The terrible winds filled her belly,
And her courage was taken from her, and her mouth she opened wide.
He seized the spear and burst her belly,
He severed her inward parts, he pierced her heart.
He overcame her and cut off her life;
He cast down her body and stood upon it.
— from the Enûma Eliš, a Babylonian creation myth (it dates to at least 1100 B.C., long before Daniel’s time)
After that, Marduk rips the evil ocean goddess’s carcass in half, all the better to create the earth and skies to get the universe kick-started. Pleasant stuff. The full version could make J.K. Rowling look like Janette Oke. And yet God blessed Daniel’s learning of such literature.
I haven’t even gotten into how this myth was likely a ripoff of the Biblical creation account — a reply to the objection that we must avoid stories that mix Christianity and pagan elements!
At the very least, this proves a Christian may honor God to study what the bad guys believe. We don’t even need to mention stories written by Christians yet. Again, this is explicit Biblical support for a “worst-case scenario”: studying overtly pagan stories.
Yet doesn’t it also follow that Daniel could, for God’s glory, enjoy even the creativity of the literature he studied? Was it all right for him to learn about these false gods and myths, so long as he didn’t take any kind of pleasure in how well the stories were told or the culture was formed? Or could he appreciate the myth-tellers’ and even occult teachers’ craft, while rejecting their substance as being intended to oppose the God Whom he loved more?
Surely Daniel and his friends could do this, not only without sin, but with God’s blessing and gifting (Daniel 1:17). This was part of his unique calling to seek the welfare of his pagan city. And without his obedience to God, it seems clear that God’s plan to bring His people back to their land, and even do amazing things like save a pagan king along the way, could not have happened.
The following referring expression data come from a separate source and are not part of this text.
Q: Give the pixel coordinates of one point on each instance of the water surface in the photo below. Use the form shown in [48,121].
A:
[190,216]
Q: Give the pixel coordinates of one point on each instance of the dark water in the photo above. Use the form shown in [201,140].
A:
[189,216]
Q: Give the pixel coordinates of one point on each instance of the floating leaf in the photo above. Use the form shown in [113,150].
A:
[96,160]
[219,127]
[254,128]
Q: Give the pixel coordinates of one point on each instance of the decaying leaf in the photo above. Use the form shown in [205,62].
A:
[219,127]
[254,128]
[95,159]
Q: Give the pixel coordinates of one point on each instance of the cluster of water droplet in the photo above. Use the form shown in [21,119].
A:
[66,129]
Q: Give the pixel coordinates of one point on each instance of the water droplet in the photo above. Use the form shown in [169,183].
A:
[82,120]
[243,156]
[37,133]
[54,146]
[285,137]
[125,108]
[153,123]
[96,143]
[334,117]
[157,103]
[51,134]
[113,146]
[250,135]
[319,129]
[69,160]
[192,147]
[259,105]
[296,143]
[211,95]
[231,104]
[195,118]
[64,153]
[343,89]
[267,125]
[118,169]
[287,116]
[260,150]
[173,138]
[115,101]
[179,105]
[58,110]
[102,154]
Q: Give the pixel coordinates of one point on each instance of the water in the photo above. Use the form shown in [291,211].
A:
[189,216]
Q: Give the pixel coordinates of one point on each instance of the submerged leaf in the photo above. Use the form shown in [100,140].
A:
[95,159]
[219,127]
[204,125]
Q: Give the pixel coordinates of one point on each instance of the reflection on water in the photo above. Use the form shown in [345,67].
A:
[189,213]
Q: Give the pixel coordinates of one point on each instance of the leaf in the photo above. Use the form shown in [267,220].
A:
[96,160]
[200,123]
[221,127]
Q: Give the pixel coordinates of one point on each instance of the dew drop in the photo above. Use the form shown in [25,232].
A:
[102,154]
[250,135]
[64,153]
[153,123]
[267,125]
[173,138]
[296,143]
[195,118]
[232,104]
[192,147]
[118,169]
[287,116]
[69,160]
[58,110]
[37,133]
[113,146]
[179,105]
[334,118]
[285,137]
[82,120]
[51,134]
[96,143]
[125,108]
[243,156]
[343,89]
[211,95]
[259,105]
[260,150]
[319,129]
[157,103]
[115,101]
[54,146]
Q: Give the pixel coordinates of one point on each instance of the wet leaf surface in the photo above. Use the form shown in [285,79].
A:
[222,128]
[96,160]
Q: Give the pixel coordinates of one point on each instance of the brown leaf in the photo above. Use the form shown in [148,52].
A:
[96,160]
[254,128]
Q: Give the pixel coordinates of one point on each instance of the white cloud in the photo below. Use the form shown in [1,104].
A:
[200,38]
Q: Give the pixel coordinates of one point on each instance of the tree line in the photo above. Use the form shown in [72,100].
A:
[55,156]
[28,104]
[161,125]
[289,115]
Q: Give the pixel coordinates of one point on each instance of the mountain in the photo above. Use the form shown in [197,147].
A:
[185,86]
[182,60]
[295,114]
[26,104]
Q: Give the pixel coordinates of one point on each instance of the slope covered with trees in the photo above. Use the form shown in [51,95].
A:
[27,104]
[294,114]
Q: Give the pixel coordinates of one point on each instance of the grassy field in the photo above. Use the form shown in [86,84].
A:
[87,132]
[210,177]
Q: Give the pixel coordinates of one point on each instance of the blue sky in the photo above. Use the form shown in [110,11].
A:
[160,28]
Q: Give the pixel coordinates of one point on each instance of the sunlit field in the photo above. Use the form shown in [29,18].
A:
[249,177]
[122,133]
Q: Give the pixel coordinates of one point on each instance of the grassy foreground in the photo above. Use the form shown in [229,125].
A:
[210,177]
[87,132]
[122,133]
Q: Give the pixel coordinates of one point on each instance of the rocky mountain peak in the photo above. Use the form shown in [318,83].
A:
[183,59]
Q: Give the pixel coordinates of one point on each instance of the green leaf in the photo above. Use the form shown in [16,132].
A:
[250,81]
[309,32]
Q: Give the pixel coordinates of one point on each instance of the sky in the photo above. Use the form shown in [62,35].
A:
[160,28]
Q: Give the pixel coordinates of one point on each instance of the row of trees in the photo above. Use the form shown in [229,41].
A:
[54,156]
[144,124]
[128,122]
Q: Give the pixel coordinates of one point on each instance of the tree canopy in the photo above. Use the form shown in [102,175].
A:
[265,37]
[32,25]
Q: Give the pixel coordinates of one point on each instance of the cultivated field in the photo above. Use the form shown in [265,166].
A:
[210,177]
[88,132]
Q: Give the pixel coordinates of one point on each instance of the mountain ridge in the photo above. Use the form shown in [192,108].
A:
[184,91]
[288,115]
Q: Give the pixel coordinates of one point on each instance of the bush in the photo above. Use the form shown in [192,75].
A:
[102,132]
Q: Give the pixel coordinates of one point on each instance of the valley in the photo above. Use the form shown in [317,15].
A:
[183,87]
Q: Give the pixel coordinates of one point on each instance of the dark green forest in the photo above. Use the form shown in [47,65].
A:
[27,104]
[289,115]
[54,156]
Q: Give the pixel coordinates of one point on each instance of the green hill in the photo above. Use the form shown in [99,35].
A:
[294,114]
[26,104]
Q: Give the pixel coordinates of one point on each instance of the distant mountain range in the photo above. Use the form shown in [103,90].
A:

How much more permissible, then, is it for Christians themselves to enjoy something far more positive than studying actual pagan stories to know what pagans believe: using their own imaginations to enjoy or even write new stories for God’s glory!
With that, I think I’m out of room again. I’m saving what I hope is the final part for next week, about Christ Himself, the ultimate Storyteller, and whether His stories were fictitious or historical — and either way, whether He meant them only to tell Moral Lessons.
Your thoughts on Daniel, pagan stories, and how God works in our gifts and imaginations?